I take the twelve screws out and though I can see a seam, the bottom isn't coming off as I had hoped. So I remove the nuts on the switches, thinking maybe they are attached to the bottom plate (I know, dumb idea, anyway that's what I did). Still no joy. I look at the screws on the side, and thankfully, decide they can't be holding the base plate on so I leave them alone. One of my friends on the TEA thread suggests jimmying it apart, a prospect I don't look forward to but am resigned to trying.
So I put the unit in a vise, put a shim on the seam, tapped it and the bottom came free in my hand. That was a lot easier than I thought it would be. It was glued in place and it was my good fortune that the glue had weakened over the years:

The body is cast aluminum (I think). That row of screws? They serve as soldering points for the grounded sides of the resistor pi network at each step. I am glad I didn't muck with them.

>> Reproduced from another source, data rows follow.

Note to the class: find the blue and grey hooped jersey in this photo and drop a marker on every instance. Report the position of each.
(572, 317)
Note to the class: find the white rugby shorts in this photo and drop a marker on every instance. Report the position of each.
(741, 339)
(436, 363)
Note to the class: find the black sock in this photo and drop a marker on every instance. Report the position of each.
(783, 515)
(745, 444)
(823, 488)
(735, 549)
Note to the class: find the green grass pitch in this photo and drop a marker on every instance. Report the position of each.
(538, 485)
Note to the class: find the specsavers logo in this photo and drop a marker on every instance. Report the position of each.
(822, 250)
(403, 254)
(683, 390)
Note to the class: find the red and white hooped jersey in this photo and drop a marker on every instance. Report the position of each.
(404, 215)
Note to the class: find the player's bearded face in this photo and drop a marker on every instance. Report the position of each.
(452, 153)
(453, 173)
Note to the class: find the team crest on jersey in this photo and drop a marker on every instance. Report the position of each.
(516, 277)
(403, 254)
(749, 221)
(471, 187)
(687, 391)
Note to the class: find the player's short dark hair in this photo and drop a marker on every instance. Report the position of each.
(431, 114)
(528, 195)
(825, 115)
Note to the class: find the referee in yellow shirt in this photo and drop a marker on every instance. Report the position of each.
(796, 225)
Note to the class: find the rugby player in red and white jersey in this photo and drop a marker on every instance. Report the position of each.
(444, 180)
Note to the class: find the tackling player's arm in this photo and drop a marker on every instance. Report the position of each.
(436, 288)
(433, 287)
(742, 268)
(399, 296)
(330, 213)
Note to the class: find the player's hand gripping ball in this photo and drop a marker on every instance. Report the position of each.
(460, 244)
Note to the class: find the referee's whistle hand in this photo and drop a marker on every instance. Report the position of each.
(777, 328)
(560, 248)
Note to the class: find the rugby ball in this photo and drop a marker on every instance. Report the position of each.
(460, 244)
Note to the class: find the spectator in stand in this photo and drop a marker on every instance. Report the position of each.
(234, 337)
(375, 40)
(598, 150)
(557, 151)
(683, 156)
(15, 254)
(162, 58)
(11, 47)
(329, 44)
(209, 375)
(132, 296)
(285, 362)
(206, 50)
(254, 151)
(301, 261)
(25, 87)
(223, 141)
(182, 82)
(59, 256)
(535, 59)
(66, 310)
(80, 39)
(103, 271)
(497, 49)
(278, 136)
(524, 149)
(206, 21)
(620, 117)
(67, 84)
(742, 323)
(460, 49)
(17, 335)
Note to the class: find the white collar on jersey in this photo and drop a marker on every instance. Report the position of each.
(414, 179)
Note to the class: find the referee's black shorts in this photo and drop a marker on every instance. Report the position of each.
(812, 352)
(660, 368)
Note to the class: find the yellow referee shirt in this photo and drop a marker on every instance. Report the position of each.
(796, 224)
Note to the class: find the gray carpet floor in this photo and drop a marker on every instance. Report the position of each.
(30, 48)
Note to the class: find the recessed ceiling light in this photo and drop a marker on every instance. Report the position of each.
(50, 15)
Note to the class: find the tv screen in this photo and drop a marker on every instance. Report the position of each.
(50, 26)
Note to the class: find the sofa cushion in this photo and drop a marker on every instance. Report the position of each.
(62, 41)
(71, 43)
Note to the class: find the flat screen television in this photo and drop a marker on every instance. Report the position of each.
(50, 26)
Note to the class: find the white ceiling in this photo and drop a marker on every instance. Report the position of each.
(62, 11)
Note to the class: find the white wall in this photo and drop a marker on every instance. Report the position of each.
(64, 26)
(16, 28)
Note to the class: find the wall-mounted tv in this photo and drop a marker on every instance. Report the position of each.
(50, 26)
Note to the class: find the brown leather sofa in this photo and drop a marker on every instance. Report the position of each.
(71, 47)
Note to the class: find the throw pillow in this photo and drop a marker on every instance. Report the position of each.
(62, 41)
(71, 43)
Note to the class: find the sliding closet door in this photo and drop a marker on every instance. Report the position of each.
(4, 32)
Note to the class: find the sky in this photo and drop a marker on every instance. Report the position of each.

A closer look at the switch arrangement:

The photos aren't great and I will post a couple when I start the next round of work. The attenuator uses double pole double throw switches. The top poles are joined by a copper plate, the bottom poles are attached to a resistive pi network, and the middle poles attach to the switch before and after, again with copper plate. The two wire measurement from end to end was less than 0.2 ohms. The small set screws serve a solder points for the pi network. The resistors used are almost all 0.1% tolerance. The thing is built like a tank. And good news... this is a 50 ohm attenuator.

More good news... after I bridged the two broken switches, the input and output were connected. I tested it up to 100MHz and there was no discernible loss (just using an oscilloscope) from input to output with the switches in the 0dB position. I checked the resistance one step at a time on the good switches and all was as expected. The working switches all work. Another quick check demonstrated that the switched-in positions for each working stage insert the expected loss.
That means if (a) I can remove the sections with the broken switches and (b) find replacement switches and (c) the resistive networks on those two sections aren't damaged and (d) I can put it back together, I will have a pretty nice attenuator for my bench.
I think I see a way to remove the switches without damaging the networks but it is late and I will leave it until tomorrow.